While our toolbox significantly advances the field of TMS multi-scale modeling, future studies are expected to validate the accuracy of neuronal membrane voltage and calcium dynamics. Further developments can also be envisioned. Neurons vary drastically in terms of their biophysics depending on their type. Here, we focused on implementing the biophysics for CA1 and neocortical pyramidal neurons. Currently, the Ca²⁺ simulations do not consider internal calcium stores and only simulate the Ca²⁺ influx from voltage-dependent calcium channels (VDCCs), sodium-calcium exchangers (NCX), and plasma membrane Ca²⁺ ATPase (PMCA). Future versions of our pipeline can provide biophysics for more diverse neurons, and allow users to define their own biophysics. Further developments can also be implemented to incorporate modeling of Ca²⁺ release from intracellular Ca²⁺ stores. In future work, our framework allows to integrate the models from [67,68], using the 3D cell generator AnaMorph [77], to extend the current 1D intracellular calcium dynamics to solve the 3D calcium models in NeMo. Additionally, our toolbox can be expanded to include other non-invasive or invasive brain stimulation techniques such as transcranial Alternating Current Stimulation (tACS), transcranial Direct Current Stimulation (tDCS), or Deep Brain Stimulation (DBS). In the future versions, the pipeline can be streamlined even more by removing the dependency of the toolbox on multiple software packages. Finally, many of the behavioral and physiological neural responses to TMS arise from network interactions between the neurons. Thus, investigating the neural behavior at the population level will be vital for a fundamental understanding of TMS responses. Future hardware and software developments will be necessary to implement tools to model networks of neurons in response to TMS.

In conclusion, NeMo-TMS is a unique tool that provides an easy-to-use platform for multi-scale TMS modeling and enables researchers to incorporate sophisticated modeling approaches into their research.

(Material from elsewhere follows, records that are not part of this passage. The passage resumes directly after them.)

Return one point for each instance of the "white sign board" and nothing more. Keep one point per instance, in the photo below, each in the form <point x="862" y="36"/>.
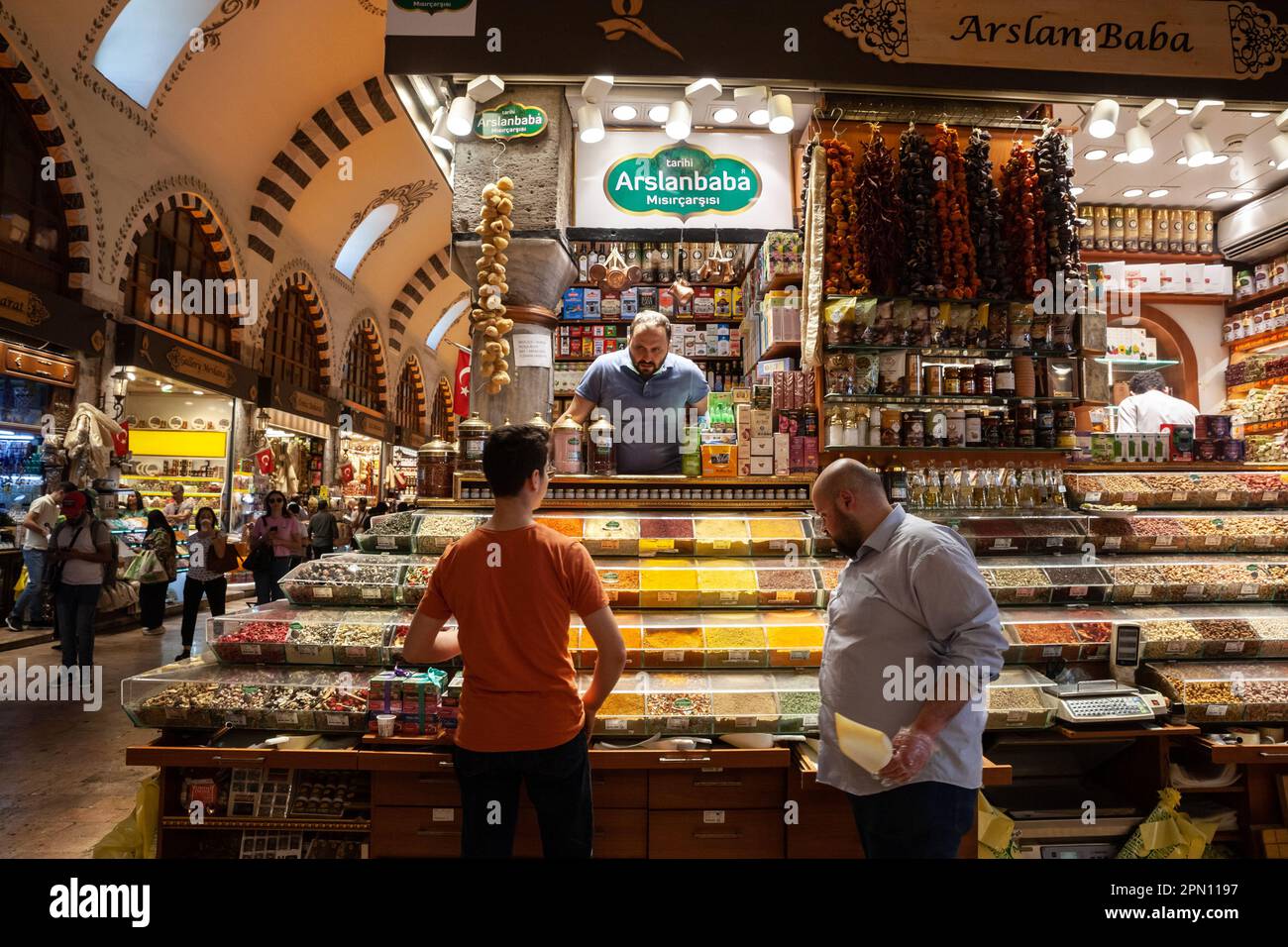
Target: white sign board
<point x="643" y="179"/>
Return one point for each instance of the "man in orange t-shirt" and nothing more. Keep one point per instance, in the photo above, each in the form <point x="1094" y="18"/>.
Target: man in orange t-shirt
<point x="511" y="585"/>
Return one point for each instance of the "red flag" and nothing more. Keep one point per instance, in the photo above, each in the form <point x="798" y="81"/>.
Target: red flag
<point x="462" y="393"/>
<point x="265" y="460"/>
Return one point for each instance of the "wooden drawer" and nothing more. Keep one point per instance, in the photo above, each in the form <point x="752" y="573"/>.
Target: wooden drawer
<point x="700" y="834"/>
<point x="716" y="788"/>
<point x="618" y="789"/>
<point x="415" y="832"/>
<point x="415" y="789"/>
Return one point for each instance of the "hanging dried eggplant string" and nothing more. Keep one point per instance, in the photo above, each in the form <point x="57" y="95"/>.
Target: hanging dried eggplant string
<point x="915" y="197"/>
<point x="880" y="215"/>
<point x="845" y="270"/>
<point x="957" y="278"/>
<point x="986" y="221"/>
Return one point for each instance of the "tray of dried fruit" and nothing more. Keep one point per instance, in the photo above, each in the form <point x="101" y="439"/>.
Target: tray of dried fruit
<point x="1223" y="692"/>
<point x="696" y="703"/>
<point x="711" y="639"/>
<point x="1180" y="488"/>
<point x="1192" y="532"/>
<point x="206" y="694"/>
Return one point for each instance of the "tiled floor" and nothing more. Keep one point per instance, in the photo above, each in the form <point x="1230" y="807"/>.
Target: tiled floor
<point x="63" y="781"/>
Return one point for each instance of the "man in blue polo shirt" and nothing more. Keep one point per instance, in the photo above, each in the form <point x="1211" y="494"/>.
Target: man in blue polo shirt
<point x="649" y="393"/>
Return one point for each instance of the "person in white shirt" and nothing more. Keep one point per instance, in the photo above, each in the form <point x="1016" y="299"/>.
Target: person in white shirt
<point x="1150" y="406"/>
<point x="39" y="525"/>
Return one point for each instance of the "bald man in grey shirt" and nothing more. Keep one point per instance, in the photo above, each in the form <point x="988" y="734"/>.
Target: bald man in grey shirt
<point x="913" y="638"/>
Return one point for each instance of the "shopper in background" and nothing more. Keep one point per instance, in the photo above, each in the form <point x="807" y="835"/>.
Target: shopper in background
<point x="160" y="540"/>
<point x="511" y="585"/>
<point x="281" y="532"/>
<point x="39" y="526"/>
<point x="204" y="547"/>
<point x="322" y="531"/>
<point x="80" y="553"/>
<point x="910" y="598"/>
<point x="178" y="512"/>
<point x="1149" y="406"/>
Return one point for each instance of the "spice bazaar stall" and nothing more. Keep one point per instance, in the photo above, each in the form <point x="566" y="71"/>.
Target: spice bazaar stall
<point x="948" y="329"/>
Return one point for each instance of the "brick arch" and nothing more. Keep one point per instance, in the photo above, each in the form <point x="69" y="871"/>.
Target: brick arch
<point x="420" y="283"/>
<point x="318" y="138"/>
<point x="72" y="183"/>
<point x="299" y="274"/>
<point x="187" y="195"/>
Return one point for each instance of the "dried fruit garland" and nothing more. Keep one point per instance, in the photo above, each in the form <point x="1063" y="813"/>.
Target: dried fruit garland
<point x="915" y="198"/>
<point x="986" y="222"/>
<point x="1060" y="209"/>
<point x="488" y="313"/>
<point x="1021" y="221"/>
<point x="880" y="215"/>
<point x="957" y="278"/>
<point x="844" y="269"/>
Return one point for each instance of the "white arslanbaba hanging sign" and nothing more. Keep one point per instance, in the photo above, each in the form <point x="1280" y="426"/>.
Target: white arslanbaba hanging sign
<point x="720" y="178"/>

• We developed a new toolbox (NeMo-TMS) to simulate the cellular and subcellular activity of single neurons in response to (repetitive) TMS

• TMS-induced electric fields from the macroscopic models are coupled with a morphologically realistic neuron model to simulate the membrane potential and the spiking pattern

• Membrane potentials are used to model the voltage-gated calcium dynamics important for understating neuronal plasticity

• All necessary codes can be found in an open-source repository (https://github.com/OpitzLab/NeMo-TMS)

Appendix

The flux equations for the voltage-dependent calcium channels are given by

$$j_{vdcc}=G(V,t)F\left(V,\Delta \left[{Ca}^{2+}\right]\right)$$ (1)

where G is the gating function and F is the flux function [63]. Both depend on the voltage at the channel at a particular time t. For F, Δ[Ca²⁺]is the difference in the internal and external ion concentration

$$\Delta \left[C{a}^{2+}\right]={\left[C{a}^{2+}\right]}_i-{\left[C{a}^{2+}\right]}_o$$ (2)

and

$$F\left(V,\Delta \left[C{a}^{2+}\right]\right)={\overline{p}}_{\left[C{a}^{2+}\right]}\frac{{V_z}^2{F}^2}{RT}\cdot \frac{{\left[C{a}^{2+}\right]}_i-{\left[C{a}^{2+}\right]}_{0}exp(-zFV/RT)}{1-exp(-zFV/RT)}$$ (3)

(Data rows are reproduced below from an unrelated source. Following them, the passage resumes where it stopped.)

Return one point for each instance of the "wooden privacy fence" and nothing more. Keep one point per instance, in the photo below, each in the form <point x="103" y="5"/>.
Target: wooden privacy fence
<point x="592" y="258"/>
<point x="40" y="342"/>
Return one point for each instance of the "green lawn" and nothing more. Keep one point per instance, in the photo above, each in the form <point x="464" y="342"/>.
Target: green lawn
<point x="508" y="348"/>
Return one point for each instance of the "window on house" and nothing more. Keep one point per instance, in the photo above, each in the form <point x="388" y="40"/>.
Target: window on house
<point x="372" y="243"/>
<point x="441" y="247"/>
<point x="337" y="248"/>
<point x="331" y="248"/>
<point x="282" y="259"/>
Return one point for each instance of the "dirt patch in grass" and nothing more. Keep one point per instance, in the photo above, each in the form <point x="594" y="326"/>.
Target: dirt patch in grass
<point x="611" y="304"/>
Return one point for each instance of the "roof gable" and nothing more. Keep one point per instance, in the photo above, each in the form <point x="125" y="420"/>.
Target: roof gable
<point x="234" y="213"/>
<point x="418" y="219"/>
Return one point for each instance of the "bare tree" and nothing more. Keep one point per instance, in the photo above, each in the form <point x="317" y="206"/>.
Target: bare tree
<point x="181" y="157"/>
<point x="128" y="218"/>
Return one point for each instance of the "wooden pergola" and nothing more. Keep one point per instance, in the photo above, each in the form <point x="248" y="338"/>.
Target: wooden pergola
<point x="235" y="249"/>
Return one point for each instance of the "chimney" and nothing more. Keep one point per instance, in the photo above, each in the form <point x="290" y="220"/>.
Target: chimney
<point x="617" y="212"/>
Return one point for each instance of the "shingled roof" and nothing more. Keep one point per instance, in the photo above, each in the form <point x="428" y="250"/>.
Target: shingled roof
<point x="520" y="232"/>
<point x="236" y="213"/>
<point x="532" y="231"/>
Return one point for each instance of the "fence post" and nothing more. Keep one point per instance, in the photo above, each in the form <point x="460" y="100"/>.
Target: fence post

where R is the gas constant, F is Faraday’s constant, T is in Kelvin, ${\overline{p}}_{\left[C{a}^{2+}\right]}$ is the permeability of the calcium channel, and z is the valence of the ion [63].

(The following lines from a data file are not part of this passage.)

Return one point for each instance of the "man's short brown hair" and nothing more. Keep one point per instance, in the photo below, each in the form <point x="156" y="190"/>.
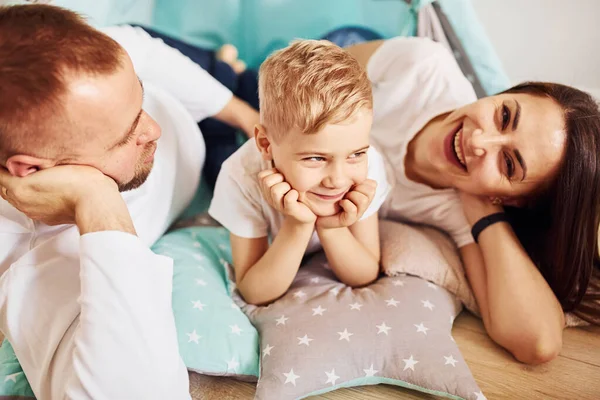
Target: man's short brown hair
<point x="39" y="46"/>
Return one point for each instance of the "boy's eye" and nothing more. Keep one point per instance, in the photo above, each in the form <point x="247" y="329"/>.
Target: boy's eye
<point x="505" y="116"/>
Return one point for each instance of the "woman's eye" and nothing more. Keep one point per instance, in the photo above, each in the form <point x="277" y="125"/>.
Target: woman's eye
<point x="358" y="155"/>
<point x="510" y="166"/>
<point x="314" y="159"/>
<point x="505" y="116"/>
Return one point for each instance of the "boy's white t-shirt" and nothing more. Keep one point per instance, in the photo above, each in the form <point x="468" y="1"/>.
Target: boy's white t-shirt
<point x="239" y="205"/>
<point x="415" y="80"/>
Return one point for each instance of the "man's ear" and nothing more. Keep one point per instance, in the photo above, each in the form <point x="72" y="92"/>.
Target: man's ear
<point x="263" y="143"/>
<point x="21" y="165"/>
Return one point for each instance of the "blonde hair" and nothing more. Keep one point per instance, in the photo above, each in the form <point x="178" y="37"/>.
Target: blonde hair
<point x="309" y="84"/>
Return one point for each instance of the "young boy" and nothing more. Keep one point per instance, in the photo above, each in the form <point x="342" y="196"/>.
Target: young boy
<point x="309" y="180"/>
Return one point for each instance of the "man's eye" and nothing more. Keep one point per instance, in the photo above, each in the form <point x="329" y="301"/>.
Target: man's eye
<point x="505" y="116"/>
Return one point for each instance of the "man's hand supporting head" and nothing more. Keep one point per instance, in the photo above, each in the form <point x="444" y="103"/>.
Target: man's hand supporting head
<point x="68" y="194"/>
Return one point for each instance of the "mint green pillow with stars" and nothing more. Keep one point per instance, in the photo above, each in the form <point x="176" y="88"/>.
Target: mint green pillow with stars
<point x="215" y="336"/>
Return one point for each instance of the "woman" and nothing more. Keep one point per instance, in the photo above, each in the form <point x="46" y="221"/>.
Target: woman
<point x="529" y="156"/>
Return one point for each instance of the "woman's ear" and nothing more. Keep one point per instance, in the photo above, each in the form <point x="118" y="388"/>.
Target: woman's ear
<point x="21" y="165"/>
<point x="263" y="143"/>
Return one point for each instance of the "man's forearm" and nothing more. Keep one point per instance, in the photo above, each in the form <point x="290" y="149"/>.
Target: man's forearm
<point x="273" y="274"/>
<point x="103" y="212"/>
<point x="349" y="259"/>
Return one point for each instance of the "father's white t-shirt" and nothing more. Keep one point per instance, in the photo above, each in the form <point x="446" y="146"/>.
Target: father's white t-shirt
<point x="415" y="80"/>
<point x="239" y="205"/>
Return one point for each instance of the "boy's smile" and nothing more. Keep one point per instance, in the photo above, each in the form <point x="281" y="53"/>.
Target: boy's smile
<point x="324" y="166"/>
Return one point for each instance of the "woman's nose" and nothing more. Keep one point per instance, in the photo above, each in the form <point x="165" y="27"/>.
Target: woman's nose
<point x="482" y="142"/>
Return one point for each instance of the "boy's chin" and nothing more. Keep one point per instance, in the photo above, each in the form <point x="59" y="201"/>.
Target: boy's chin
<point x="326" y="210"/>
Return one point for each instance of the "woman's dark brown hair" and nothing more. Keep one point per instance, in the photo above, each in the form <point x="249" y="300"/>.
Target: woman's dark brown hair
<point x="559" y="228"/>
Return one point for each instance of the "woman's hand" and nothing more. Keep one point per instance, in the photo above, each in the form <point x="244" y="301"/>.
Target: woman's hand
<point x="477" y="207"/>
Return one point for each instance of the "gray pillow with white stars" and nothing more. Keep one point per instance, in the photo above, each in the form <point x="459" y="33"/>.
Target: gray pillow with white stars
<point x="322" y="335"/>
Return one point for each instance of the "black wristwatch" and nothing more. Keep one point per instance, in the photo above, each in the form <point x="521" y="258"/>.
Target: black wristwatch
<point x="487" y="221"/>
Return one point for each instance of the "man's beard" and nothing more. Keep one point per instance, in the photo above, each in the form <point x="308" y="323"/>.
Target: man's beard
<point x="142" y="171"/>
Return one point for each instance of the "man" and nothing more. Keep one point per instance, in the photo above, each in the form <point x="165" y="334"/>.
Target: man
<point x="99" y="152"/>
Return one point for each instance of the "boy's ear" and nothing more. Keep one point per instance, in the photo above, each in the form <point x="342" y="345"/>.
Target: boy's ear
<point x="21" y="165"/>
<point x="263" y="143"/>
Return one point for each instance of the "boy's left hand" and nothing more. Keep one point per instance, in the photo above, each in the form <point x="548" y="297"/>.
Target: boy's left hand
<point x="354" y="205"/>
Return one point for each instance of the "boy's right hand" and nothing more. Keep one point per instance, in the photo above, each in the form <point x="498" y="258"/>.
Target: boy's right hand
<point x="280" y="195"/>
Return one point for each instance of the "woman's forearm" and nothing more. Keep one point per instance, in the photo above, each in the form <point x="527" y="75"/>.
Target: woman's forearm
<point x="519" y="309"/>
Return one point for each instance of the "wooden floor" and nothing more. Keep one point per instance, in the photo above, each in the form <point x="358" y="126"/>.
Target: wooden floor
<point x="574" y="375"/>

The gating function g is described by a finite product

$$g(V,t)=\sum {x_i}^n(V,t)$$ (4)

where x_iis the open probability of the gating particle, in this case, it is only calcium, and n is the number of particles. The open probability is described by the ODE

$$\frac{dx}{dt}=\frac{x_{\infty }(V)-x}{{\tau }_x(V)}$$ (5)

where x_∞is the steady-state value of x, and τ_x is the time constant for the particular particle x, formulas are given in [63].